Dalam situs Mojok.co, ada salah satu artikel yang —bagi saya— sangat menggelitik. Entah siapa 'writer' yang menuliskannya, pengamatan ia telah berhasil membuat para pengunjung Mojok terplongo, karena keabsahan opini yang disajikannya.
Ia menuliskan tentang, "Laki-laki kalau masih 'goblok' jangan dulu mau memiliki Istri". Dari judul tertera, ada sebuah pertanyaan besar yang mungkin tersimpan juga dibenak pembaca yang lain, selain saya. Atau bahkan, teman-teman sekarang pun, ikut bertanya, "kenapa bisa seperti itu?"
Jadi begini, menurut writer Mojok tsb, laki-laki yang sudah beristri, sangat menjadi patokan bagi keluarga yang dinahkodainya. Andaikan si suami masih gemar melakukan kebodohan maka yang jadi bahan olok-olokan bukan dirinya saja, tapi anak-istrinya pun, ikut jadi bahan ejekan. Begitu juga sebaliknya, andai kata si suami memiliki kiprah yang baik, maka keluarganya pun akan ikut —disebut— baik pula.
Contoh saja, seperti kasus korupsi-korupsi pejabat. Pasti yang dipandang buruk bukan 'papa'-nya saja, tapi juga mama dan anak-anaknya kebawa terpandang buruk juga. Ya, minimal, disebut istri koruptor atau anak koruptor, lah.
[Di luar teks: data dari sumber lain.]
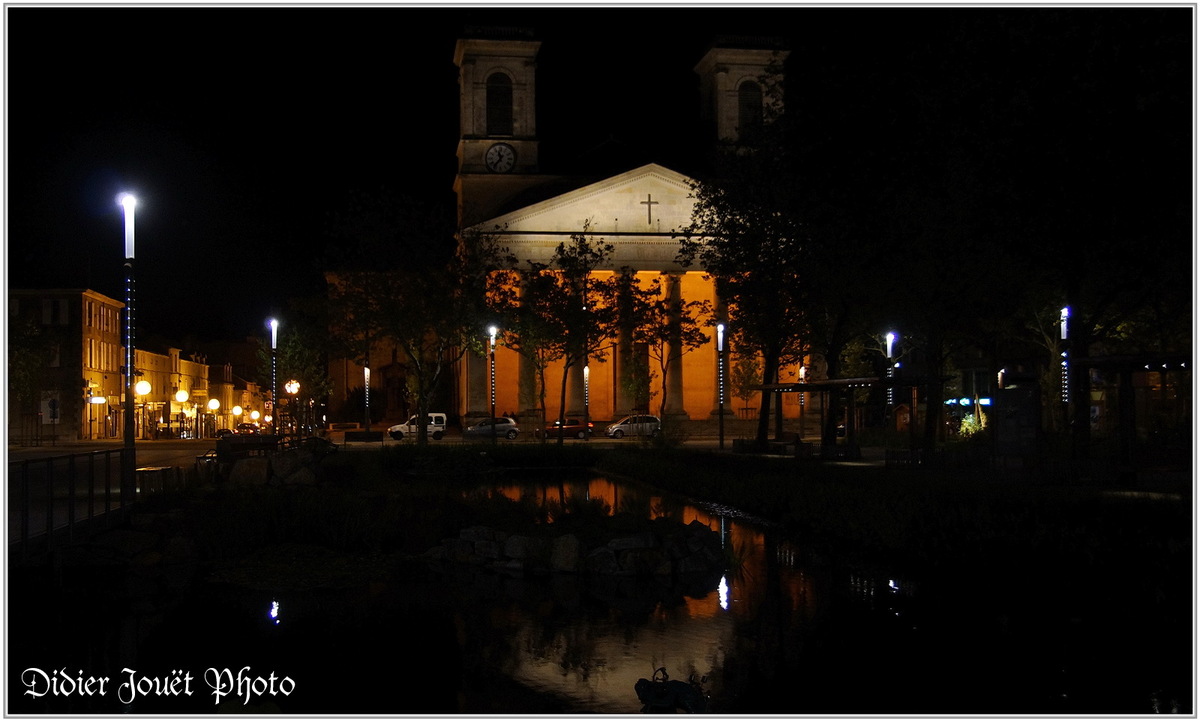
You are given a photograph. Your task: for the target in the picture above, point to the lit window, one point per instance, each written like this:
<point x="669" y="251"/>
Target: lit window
<point x="749" y="110"/>
<point x="499" y="104"/>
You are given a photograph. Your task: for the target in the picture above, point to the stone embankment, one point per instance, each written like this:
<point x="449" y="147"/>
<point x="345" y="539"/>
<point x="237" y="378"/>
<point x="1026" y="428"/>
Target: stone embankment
<point x="665" y="551"/>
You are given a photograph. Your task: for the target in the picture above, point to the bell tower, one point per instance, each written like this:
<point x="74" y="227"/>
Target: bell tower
<point x="497" y="120"/>
<point x="741" y="86"/>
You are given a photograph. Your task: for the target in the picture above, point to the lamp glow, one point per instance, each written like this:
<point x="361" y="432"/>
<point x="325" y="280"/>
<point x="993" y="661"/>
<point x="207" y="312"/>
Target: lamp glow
<point x="129" y="203"/>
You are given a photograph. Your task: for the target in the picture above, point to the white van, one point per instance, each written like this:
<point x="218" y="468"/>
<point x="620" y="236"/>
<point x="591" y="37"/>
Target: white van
<point x="436" y="427"/>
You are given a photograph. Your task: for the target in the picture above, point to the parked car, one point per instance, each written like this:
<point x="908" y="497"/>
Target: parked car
<point x="436" y="427"/>
<point x="637" y="425"/>
<point x="505" y="428"/>
<point x="573" y="428"/>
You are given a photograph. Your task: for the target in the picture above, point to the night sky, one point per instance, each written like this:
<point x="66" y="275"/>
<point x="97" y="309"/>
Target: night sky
<point x="241" y="130"/>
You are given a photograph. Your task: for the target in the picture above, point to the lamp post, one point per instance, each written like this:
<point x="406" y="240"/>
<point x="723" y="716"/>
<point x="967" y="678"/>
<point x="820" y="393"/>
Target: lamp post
<point x="275" y="390"/>
<point x="292" y="387"/>
<point x="181" y="397"/>
<point x="130" y="462"/>
<point x="587" y="403"/>
<point x="214" y="404"/>
<point x="491" y="367"/>
<point x="720" y="386"/>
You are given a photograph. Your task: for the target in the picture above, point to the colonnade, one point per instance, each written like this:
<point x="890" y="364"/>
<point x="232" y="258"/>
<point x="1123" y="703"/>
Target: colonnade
<point x="690" y="390"/>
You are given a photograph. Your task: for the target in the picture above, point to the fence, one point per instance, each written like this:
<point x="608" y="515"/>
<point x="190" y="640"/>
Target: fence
<point x="67" y="498"/>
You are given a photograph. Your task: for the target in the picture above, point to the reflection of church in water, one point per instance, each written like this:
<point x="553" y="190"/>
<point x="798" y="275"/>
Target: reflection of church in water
<point x="503" y="192"/>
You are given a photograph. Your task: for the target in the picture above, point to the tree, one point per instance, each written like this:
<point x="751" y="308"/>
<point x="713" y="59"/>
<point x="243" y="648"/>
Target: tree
<point x="658" y="318"/>
<point x="301" y="355"/>
<point x="748" y="236"/>
<point x="558" y="312"/>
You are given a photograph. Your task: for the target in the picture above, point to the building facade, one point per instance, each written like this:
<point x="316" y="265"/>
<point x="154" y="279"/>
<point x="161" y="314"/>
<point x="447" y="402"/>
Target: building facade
<point x="503" y="193"/>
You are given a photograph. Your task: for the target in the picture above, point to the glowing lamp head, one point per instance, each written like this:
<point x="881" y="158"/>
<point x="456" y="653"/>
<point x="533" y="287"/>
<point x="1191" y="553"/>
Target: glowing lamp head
<point x="129" y="203"/>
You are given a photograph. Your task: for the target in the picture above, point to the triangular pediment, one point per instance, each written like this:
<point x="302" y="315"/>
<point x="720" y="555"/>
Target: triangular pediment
<point x="637" y="211"/>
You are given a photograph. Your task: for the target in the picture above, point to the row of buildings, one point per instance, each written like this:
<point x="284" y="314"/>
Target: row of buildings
<point x="75" y="386"/>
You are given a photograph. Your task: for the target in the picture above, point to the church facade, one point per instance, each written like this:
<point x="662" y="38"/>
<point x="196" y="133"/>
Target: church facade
<point x="502" y="192"/>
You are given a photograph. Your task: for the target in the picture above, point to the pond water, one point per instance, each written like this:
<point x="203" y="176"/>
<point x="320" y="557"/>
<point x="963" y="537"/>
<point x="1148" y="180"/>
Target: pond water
<point x="779" y="633"/>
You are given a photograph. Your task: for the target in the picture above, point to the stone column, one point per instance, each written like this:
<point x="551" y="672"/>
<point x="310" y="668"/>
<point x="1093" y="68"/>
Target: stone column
<point x="623" y="355"/>
<point x="528" y="399"/>
<point x="478" y="389"/>
<point x="673" y="405"/>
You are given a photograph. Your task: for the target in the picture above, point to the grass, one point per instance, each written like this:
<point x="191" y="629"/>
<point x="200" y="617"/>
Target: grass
<point x="405" y="499"/>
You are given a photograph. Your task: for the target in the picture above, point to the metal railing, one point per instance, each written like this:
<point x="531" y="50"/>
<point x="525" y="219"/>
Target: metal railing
<point x="69" y="498"/>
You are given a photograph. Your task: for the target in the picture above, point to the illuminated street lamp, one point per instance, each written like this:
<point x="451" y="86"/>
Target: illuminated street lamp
<point x="491" y="332"/>
<point x="892" y="366"/>
<point x="130" y="462"/>
<point x="181" y="398"/>
<point x="292" y="387"/>
<point x="587" y="405"/>
<point x="142" y="389"/>
<point x="214" y="404"/>
<point x="720" y="386"/>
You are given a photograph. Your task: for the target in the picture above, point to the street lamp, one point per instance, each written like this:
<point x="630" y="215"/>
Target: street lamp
<point x="292" y="387"/>
<point x="181" y="398"/>
<point x="214" y="404"/>
<point x="491" y="332"/>
<point x="720" y="386"/>
<point x="892" y="366"/>
<point x="275" y="390"/>
<point x="130" y="462"/>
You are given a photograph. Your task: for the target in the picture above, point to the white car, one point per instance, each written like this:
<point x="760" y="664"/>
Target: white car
<point x="637" y="425"/>
<point x="436" y="427"/>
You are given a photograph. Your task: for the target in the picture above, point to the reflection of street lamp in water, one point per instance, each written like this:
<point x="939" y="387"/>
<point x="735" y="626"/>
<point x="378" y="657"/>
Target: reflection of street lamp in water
<point x="214" y="404"/>
<point x="181" y="397"/>
<point x="292" y="387"/>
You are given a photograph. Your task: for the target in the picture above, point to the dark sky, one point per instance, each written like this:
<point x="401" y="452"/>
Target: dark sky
<point x="241" y="130"/>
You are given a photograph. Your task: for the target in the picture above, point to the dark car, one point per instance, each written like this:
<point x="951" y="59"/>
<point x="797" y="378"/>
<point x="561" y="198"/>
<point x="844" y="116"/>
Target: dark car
<point x="573" y="428"/>
<point x="505" y="428"/>
<point x="639" y="425"/>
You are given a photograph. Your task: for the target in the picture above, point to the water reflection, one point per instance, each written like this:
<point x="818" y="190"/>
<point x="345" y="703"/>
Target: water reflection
<point x="630" y="627"/>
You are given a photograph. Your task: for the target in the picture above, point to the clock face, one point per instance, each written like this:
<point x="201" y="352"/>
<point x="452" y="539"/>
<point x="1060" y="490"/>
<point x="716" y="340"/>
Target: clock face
<point x="501" y="157"/>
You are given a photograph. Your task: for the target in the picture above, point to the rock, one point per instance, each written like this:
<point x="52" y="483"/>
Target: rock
<point x="564" y="555"/>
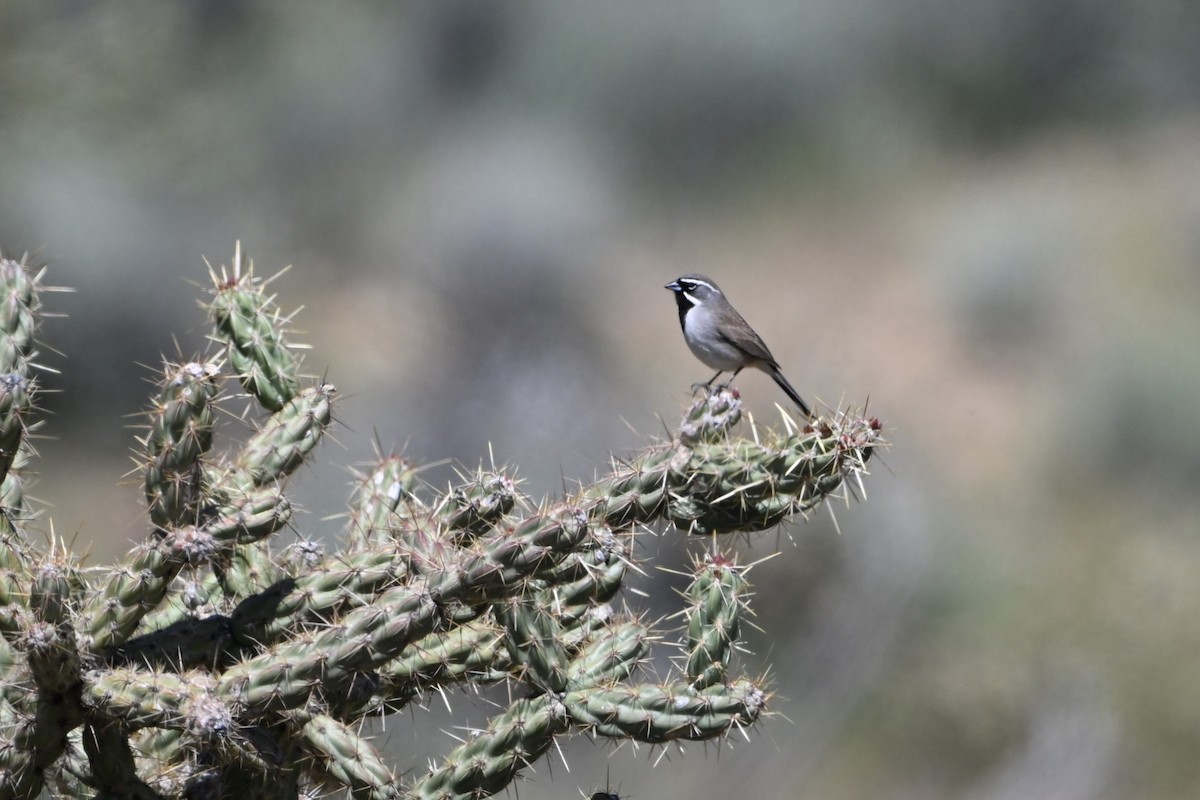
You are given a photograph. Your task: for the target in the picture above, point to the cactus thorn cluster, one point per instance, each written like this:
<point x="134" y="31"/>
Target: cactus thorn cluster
<point x="219" y="661"/>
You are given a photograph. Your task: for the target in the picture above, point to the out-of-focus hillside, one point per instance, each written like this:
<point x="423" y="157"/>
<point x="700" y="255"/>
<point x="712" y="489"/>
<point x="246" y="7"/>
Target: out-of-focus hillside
<point x="984" y="216"/>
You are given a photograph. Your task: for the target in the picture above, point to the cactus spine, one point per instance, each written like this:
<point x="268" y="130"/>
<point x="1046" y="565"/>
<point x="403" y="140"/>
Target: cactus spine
<point x="211" y="662"/>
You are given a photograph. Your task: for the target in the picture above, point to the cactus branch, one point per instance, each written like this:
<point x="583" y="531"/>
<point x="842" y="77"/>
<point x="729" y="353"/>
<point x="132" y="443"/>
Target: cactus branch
<point x="216" y="660"/>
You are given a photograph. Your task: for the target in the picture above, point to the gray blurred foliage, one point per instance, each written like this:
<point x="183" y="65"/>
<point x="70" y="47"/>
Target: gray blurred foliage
<point x="983" y="215"/>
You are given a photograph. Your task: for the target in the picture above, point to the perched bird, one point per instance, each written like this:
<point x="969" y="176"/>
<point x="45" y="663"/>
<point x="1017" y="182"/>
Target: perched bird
<point x="720" y="337"/>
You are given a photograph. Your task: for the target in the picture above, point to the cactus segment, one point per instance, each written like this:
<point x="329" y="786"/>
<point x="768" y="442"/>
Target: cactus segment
<point x="252" y="329"/>
<point x="715" y="602"/>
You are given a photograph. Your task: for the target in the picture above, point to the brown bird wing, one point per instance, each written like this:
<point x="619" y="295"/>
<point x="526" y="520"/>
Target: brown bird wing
<point x="739" y="334"/>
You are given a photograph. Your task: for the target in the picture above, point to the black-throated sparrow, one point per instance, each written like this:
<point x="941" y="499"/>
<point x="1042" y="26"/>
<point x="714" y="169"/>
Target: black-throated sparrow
<point x="720" y="337"/>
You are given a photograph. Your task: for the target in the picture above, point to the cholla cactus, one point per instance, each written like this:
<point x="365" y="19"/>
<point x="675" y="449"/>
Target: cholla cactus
<point x="215" y="663"/>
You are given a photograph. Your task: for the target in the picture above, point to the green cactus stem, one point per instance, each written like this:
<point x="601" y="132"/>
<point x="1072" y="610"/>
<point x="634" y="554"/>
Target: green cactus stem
<point x="252" y="329"/>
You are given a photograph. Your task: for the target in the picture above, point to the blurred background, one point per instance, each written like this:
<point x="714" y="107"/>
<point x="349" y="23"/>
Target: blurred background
<point x="982" y="216"/>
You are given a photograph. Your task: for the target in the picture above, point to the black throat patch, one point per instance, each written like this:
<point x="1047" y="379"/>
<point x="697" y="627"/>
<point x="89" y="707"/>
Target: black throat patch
<point x="684" y="307"/>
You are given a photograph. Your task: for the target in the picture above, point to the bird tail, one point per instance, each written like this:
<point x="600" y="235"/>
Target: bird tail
<point x="778" y="376"/>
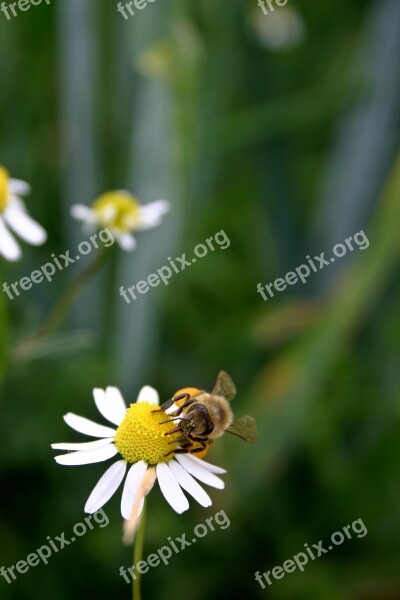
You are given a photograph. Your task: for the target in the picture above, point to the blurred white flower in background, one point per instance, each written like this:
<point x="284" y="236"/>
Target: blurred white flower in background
<point x="121" y="212"/>
<point x="14" y="216"/>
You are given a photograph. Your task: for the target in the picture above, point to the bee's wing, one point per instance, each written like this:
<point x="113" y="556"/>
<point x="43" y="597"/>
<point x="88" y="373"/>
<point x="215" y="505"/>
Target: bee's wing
<point x="224" y="386"/>
<point x="245" y="428"/>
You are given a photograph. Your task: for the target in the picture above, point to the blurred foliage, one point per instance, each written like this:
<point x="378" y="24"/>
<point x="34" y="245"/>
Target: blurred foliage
<point x="254" y="128"/>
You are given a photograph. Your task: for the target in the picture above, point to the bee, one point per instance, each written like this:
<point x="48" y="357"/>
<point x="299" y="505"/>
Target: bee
<point x="203" y="417"/>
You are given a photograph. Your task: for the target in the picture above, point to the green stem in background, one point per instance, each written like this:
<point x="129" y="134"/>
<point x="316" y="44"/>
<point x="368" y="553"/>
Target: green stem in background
<point x="138" y="554"/>
<point x="61" y="309"/>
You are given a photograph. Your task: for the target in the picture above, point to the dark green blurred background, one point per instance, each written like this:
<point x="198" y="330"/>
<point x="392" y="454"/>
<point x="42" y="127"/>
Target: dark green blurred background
<point x="282" y="130"/>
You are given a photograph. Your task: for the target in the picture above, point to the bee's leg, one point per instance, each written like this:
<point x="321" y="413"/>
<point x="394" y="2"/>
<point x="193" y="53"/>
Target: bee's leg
<point x="178" y="412"/>
<point x="188" y="450"/>
<point x="172" y="401"/>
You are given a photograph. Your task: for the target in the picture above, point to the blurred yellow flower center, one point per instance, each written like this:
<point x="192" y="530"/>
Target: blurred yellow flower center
<point x="4" y="178"/>
<point x="117" y="209"/>
<point x="141" y="436"/>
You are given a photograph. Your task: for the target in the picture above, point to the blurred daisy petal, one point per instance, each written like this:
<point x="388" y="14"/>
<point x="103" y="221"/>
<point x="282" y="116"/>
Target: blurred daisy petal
<point x="88" y="427"/>
<point x="24" y="226"/>
<point x="132" y="483"/>
<point x="87" y="457"/>
<point x="8" y="246"/>
<point x="189" y="484"/>
<point x="106" y="486"/>
<point x="171" y="489"/>
<point x="199" y="472"/>
<point x="148" y="394"/>
<point x="83" y="445"/>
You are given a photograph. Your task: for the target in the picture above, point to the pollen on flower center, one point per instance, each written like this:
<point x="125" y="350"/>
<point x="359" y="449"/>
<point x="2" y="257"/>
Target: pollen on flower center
<point x="117" y="209"/>
<point x="142" y="437"/>
<point x="4" y="178"/>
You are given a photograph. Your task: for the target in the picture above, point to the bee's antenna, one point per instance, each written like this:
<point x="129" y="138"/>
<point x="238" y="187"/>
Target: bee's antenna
<point x="174" y="430"/>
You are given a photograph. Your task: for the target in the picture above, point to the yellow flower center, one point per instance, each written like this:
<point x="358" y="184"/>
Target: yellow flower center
<point x="4" y="194"/>
<point x="117" y="209"/>
<point x="142" y="437"/>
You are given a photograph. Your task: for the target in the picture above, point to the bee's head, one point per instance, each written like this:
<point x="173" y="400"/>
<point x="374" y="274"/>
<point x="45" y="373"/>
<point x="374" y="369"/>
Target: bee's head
<point x="197" y="421"/>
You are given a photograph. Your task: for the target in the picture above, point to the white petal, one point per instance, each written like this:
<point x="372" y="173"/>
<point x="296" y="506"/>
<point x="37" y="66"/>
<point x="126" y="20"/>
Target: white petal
<point x="189" y="484"/>
<point x="205" y="465"/>
<point x="83" y="213"/>
<point x="110" y="405"/>
<point x="171" y="489"/>
<point x="125" y="240"/>
<point x="87" y="457"/>
<point x="8" y="246"/>
<point x="88" y="427"/>
<point x="148" y="394"/>
<point x="24" y="226"/>
<point x="106" y="486"/>
<point x="199" y="472"/>
<point x="133" y="481"/>
<point x="83" y="445"/>
<point x="19" y="187"/>
<point x="117" y="403"/>
<point x="151" y="214"/>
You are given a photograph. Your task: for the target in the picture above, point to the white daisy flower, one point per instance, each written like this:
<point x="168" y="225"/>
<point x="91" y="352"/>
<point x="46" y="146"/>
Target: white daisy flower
<point x="146" y="452"/>
<point x="14" y="216"/>
<point x="122" y="214"/>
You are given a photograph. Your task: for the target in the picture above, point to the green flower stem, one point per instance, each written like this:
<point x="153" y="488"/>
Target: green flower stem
<point x="61" y="309"/>
<point x="138" y="554"/>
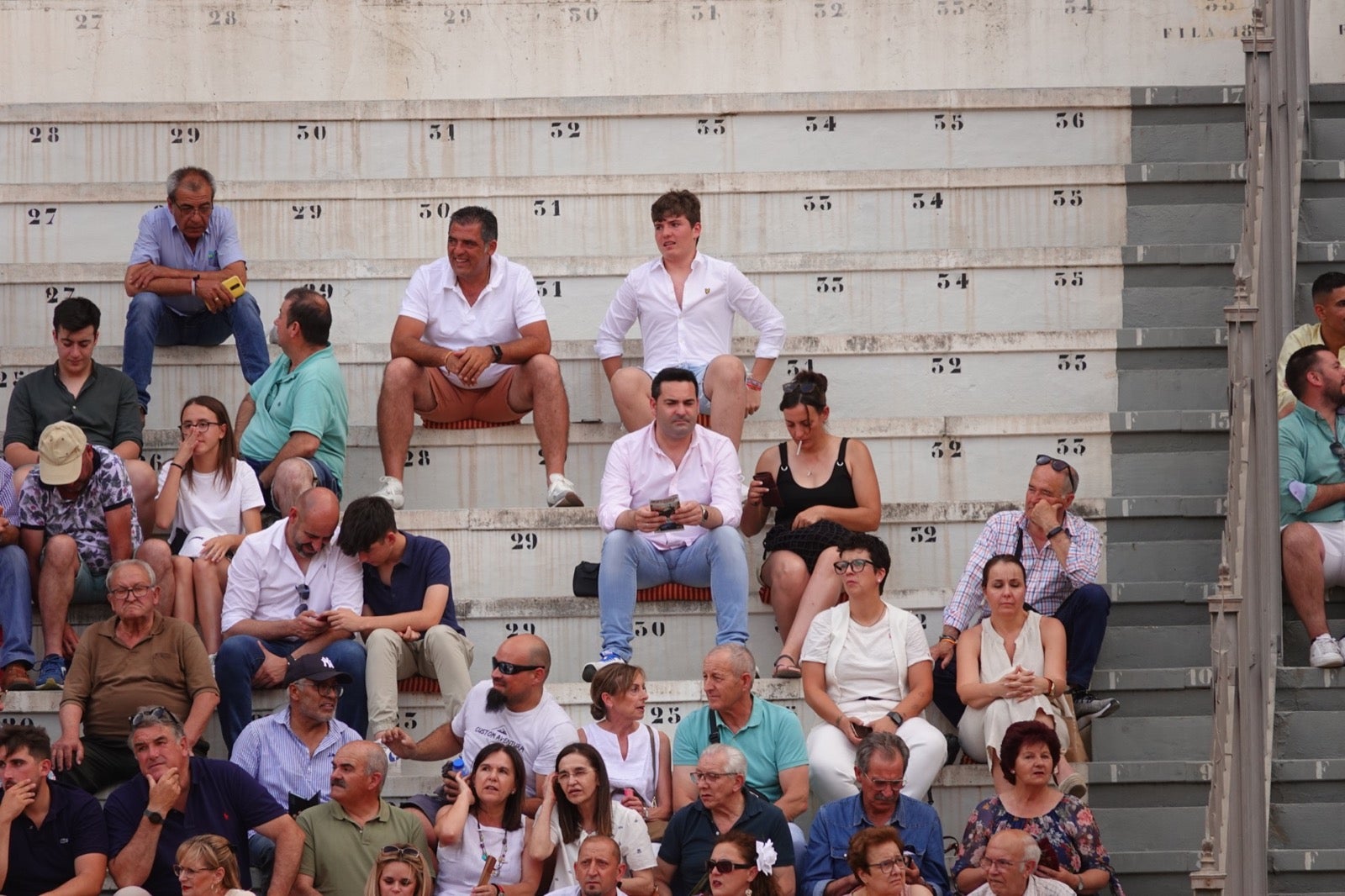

Tapi kalau perempuan yang berbuat kesalahan atau tindak kriminal, sangat sukar si suaminya ikut terbawa dipandang jelek oleh masyarakat, lihat saja; seperti, siapa yang tahu, suamianya dari Bu Atut (kasus korupsi gubernur Banten), suaminya dari Cut Tari (kasus video porno 7 tahun silam). Begitu pun, sebaliknya, jika perempuan meraih prestasi, nama suaminya pun, akan sulit untuk ikut terangkat. Contoh kasus; seperti, siapa yang tahu suaminya Ibu Risma (Wali Kota Surabaya), hampir tidak ada yang tahu.
Begitulah, keadannya, laki-laki memang pantas diperlakukan demikian, karena memang ia adalah 'barometer' bagi keluarganya, sementara perempuan hanya bertanggung jawab bagi dirinya, dan mungkin juga bagi anak-anaknya. Sudah!
Karena itu, yang boleh 'ngebet' nikah hanya perempuan. Laki-laki jangan! Tunggu matang dulu, baru boleh nikah.